N.C. joins push-back against EPA power plant rules

Source: Jean Chemnick, E&E reporter • Posted: Monday, February 3, 2014

North Carolina Environment and Natural Resources Secretary John Skvarla told U.S. EPA Administrator Gina McCarthy in a letter obtained by Greenwire that her agency’s authority to regulate existing power plant emissions under Section 111(d) of the Clean Air Act is limited, if it exists at all.

The letter is another example of coal-dependent states’ continuing efforts to limit the scope of an upcoming EPA rule for power plant carbon emissions — a mandate some state lawmakers worry will undermine fossil-fuels-based economies.

The letter, which was dated Jan. 27, references a host of legal questions raised before by industry lawyers and other national opponents of the EPA rules and begins by reaffirming states’ role in shaping the rule, which forms the cornerstone of President Obama’s Climate Action Plan.

“I am sure that your agency agrees that cooperative federalism lies at the heart of the [Clean Air Act] 111(d) process and therefore it is critical that any emission guidelines proposed by EPA should respect that principle,” Skvarla said.

His letter references a discrepancy in the wording of the law that some say precludes EPA from regulating utilities for carbon dioxide under 111(d), because the sector is already being regulated for mercury and air toxics (Greenwire, Oct. 24, 2013).

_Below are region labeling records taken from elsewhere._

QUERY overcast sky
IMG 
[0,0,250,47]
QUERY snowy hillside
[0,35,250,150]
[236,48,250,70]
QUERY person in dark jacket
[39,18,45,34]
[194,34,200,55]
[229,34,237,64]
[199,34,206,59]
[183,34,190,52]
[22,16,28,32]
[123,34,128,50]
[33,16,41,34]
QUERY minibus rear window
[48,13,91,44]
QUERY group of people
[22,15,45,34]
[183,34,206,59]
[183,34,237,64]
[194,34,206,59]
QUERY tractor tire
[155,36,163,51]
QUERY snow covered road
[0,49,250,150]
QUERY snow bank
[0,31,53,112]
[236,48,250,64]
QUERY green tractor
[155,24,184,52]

It goes on to state that “in cases where the EPA does have the authority” to craft 111(d) regulations, the agency is limited to offering guidelines for “adequately demonstrated” ways individual power plants can curb their emissions on-site. The law does not allow EPA to use that section to craft the kind of broad, systemwide regulatory plan that environmentalists have touted as a means to significantly cut the sector’s carbon emissions.

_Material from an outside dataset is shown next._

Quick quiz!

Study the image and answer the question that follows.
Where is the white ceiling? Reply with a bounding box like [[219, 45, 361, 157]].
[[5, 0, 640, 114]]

The law does not allow EPA to set a target for emissions reduction and require states to meet it, the letter argued. If adequately demonstrated technology does not exist to allow utilities to reduce emissions by a set target, it argues, the target is unachievable.

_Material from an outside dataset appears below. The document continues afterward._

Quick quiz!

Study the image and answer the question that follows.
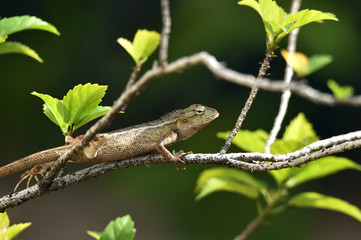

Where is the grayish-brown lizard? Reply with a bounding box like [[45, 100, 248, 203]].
[[0, 104, 219, 187]]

Skvarla’s letter also asked EPA to provide states with additional time to phase in the existing power plant rule, so they will not expend resources implementing a rule that might ultimately be vacated in court.

While his letter focused on the existing power plant rule, which is due to be proposed by June 1, it also raised several oft-cited objections to the new power plant proposal issued Sept. 20. Among these was the role Energy Department-funded carbon capture and storage projects played in EPA’s finding that CCS is ready to allow new coal-fired power plants to comply with a new mandate for CCS. Three of the four projects EPA refers to in its proposal received government funds, and House Republicans have noted that a 2007 energy law prohibits government-backed projects from forming the basis of EPA air quality rules.

The letter comes as a bill continues to move through the Virginia Senate that its authors hope will limit the effect of EPA’s existing power plant regulation on that state’s utilities (Greenwire, Jan. 30)

But the bill authored by GOP Sen. Charles Carrico was substantially amended during yesterday’s markup in the Senate’s Agriculture, Conservation and Natural Resources Committee. Where the measure would have mandated that state regulators limit their implementation plan to what can be achieved on-site at individual power plants, it now would require a study to look at ways to limit emissions. The panel also voted to strike the bill’s prohibition on Virginia’s submitting an implementation plan for the rule that would exceed any minimum requirement put forward in EPA guidelines.